Bulldozers were said to have been used to uproot the camps and drive out the protesters who were seeking Morsi's reinstatement after the 62-year-old Islamist was ousted by the military on July 3.
The government yesterday imposed a month-long emergency after riot police backed by armoured vehicles, bulldozers and helicopters swept away the two encampments of pro-Morsi supporters.
Security forces shot dead scores of people in their assault on the camps, defying international pleas to show restraint after a six-week stand-off with Morsi's Muslim Brotherhood supporters, Al Jazeera news channel reported.
Vice-President Mohamed ElBaradei resigned yesterday, saying peaceful means could still have been found to end the confrontation, but other members of the government have rallied behind the decision to use force.

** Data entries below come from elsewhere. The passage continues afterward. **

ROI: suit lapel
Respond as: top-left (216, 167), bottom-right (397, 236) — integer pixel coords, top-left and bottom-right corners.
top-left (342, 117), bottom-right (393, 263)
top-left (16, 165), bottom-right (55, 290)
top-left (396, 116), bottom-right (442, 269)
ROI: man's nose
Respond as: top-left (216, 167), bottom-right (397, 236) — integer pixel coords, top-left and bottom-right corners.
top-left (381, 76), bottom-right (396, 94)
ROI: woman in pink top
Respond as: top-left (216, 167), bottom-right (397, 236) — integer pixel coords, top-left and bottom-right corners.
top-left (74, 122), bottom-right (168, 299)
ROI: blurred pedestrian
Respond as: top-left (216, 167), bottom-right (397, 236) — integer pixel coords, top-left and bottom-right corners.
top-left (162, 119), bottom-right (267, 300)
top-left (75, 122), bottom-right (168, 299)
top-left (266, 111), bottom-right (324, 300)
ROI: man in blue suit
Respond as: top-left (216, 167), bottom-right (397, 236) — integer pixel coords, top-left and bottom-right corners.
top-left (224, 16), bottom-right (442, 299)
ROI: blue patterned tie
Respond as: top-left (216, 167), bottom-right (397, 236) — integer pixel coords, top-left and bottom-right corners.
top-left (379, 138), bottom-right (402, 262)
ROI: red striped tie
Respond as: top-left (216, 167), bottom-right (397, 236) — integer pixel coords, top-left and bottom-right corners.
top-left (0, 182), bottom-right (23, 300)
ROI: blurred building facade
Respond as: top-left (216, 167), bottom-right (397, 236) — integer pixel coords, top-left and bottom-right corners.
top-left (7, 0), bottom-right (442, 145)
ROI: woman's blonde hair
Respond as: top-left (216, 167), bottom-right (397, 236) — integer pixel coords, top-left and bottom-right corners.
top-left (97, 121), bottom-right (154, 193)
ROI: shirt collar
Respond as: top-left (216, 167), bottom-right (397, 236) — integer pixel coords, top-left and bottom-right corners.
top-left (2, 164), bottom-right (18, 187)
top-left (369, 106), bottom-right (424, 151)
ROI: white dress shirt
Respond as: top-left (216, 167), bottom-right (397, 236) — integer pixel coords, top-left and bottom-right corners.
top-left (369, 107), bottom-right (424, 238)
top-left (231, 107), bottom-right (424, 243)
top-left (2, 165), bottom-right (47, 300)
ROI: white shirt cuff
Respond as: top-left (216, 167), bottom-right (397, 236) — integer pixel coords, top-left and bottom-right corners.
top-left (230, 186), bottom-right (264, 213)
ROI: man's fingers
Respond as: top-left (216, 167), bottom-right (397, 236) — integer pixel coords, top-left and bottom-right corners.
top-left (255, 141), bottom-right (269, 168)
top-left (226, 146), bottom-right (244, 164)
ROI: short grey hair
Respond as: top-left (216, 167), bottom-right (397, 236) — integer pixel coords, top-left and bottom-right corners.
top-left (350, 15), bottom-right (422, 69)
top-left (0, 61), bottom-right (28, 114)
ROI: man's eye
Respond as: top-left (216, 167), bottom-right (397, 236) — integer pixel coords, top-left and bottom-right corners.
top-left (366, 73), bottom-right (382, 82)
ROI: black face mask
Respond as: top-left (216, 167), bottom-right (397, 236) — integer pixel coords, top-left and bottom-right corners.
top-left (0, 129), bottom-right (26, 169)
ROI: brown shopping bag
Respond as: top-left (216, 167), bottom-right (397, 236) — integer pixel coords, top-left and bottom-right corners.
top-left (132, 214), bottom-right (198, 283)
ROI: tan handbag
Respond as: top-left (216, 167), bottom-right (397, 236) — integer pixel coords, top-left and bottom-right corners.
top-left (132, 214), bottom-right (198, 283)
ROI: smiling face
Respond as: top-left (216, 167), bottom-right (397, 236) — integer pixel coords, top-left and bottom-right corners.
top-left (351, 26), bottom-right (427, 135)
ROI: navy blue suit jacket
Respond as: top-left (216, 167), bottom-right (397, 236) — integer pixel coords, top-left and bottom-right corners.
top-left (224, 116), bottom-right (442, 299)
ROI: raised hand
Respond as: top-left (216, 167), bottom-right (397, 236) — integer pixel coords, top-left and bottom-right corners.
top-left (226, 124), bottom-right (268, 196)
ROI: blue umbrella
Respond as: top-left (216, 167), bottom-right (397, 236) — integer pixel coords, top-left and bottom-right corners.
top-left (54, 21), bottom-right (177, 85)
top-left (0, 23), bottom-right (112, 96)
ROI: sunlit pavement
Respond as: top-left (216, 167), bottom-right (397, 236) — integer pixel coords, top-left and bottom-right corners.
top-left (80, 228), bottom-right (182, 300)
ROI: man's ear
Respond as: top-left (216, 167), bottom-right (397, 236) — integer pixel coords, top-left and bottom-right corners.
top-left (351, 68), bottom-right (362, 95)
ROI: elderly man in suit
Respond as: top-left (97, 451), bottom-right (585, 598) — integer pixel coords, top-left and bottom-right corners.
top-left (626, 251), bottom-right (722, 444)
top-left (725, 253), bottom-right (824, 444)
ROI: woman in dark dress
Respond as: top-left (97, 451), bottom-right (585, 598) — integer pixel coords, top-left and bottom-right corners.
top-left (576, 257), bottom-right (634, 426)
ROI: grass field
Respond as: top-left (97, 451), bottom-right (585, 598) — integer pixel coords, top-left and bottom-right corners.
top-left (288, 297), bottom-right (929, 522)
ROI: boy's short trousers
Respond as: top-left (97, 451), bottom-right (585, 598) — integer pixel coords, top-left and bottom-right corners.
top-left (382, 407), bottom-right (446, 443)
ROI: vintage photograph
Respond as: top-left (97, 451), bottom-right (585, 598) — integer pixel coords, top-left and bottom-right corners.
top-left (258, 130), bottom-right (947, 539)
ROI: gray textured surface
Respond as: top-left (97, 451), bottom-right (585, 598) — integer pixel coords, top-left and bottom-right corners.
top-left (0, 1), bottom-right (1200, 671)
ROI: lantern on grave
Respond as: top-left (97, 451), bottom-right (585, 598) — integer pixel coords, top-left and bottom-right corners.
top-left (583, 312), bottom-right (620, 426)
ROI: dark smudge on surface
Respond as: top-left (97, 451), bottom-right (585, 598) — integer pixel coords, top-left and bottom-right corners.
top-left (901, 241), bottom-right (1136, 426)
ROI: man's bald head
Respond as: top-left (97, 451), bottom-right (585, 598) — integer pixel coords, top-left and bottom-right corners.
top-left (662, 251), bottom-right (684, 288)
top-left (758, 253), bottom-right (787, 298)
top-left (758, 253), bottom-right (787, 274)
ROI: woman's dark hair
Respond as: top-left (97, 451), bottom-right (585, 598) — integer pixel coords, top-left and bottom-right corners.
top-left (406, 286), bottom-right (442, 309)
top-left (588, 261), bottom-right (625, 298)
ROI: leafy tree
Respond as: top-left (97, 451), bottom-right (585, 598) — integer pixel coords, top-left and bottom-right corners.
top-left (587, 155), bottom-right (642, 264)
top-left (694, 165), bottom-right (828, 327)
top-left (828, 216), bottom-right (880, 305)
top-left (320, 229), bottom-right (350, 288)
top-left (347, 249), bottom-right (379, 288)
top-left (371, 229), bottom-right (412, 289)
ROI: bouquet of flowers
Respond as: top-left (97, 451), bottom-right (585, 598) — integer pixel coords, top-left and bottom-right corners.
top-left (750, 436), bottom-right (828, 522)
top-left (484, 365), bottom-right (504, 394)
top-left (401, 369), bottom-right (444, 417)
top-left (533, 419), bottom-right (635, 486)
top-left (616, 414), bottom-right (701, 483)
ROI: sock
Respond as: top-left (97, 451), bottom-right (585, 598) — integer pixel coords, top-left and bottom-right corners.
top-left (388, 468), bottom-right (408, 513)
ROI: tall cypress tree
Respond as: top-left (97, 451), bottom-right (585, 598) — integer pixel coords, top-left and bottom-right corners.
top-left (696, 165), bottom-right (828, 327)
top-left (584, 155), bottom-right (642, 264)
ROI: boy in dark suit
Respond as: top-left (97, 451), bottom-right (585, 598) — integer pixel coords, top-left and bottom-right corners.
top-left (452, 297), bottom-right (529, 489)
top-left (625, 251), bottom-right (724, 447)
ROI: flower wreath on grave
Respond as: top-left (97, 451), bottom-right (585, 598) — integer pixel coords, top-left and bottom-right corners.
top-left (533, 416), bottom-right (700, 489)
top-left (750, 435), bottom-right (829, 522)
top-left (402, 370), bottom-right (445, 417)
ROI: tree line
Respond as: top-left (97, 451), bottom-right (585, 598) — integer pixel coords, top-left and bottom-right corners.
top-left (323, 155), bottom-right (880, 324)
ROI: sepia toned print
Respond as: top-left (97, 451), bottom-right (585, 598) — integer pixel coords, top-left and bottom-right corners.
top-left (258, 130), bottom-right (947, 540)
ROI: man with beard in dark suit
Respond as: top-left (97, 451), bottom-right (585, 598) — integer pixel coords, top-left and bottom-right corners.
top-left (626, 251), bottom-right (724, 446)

ElBaradei announced his resignation saying that, "(he) can no longer bear responsibility for decisions that (he does not) agree with, and whose repercussions he dreads. (He) cannot be responsible for a single drop of blood before God, (his) conscience, and (his) people, especially that (he) believes the dropping of that blood could have been avoided." ElBaradei's resignation sparked mixed reaction among Egyptian youth and political elite alike. Tamarrod (Rebel) movement accused ElBaradie of "quitting at a historic moment".
Meanwhile, Beblawi said the emergency would be for the shortest period possible. He said that the government was committed to an army-backed road map to restore democracy.
The measure, scheduled to last for a month, also imposes a curfew in Cairo and several other provinces between 7 pm (10:30 pm IST) and 6:00 am (9:30 am IST).
"There was a need for the state to intervene with an extraordinary measure which is the emergency law. God willing, we will continue. We will build our democratic, civilian state," he said.
Two journalists were killed during the violence yesterday. Mick Deane, a cameraman for the UK-based Sky News channel, and Habiba Abd Elaziz, a reporter for the UAE-based Xpress newspaper, died from bullet wounds.
International condemnation of the violence was swift, with the US Secretary of State John Kerry calling it "deplorable".
The United Nations, the European Union, Britain, France, Iran, Qatar and Turkey strongly denounced the use of force by the military-backed interim government.
EU foreign policy chief Catherine Ashton called on security forces to "exercise utmost restraint". The interior ministry had issued a statement earlier saying security forces were taking "necessary measures" against the protesters.
In a press conference, the cabinet media adviser yesterday thanked the security forces for "exercising self-control and high-level professionalism in dispersing the sit-ins," and held the Muslim Brotherhood responsible for "escalation and violence".
Witnesses said that after firing tear gas into the Rabaa al-Adawiyeh sit-in, pandemonium struck among the thousands of protesters.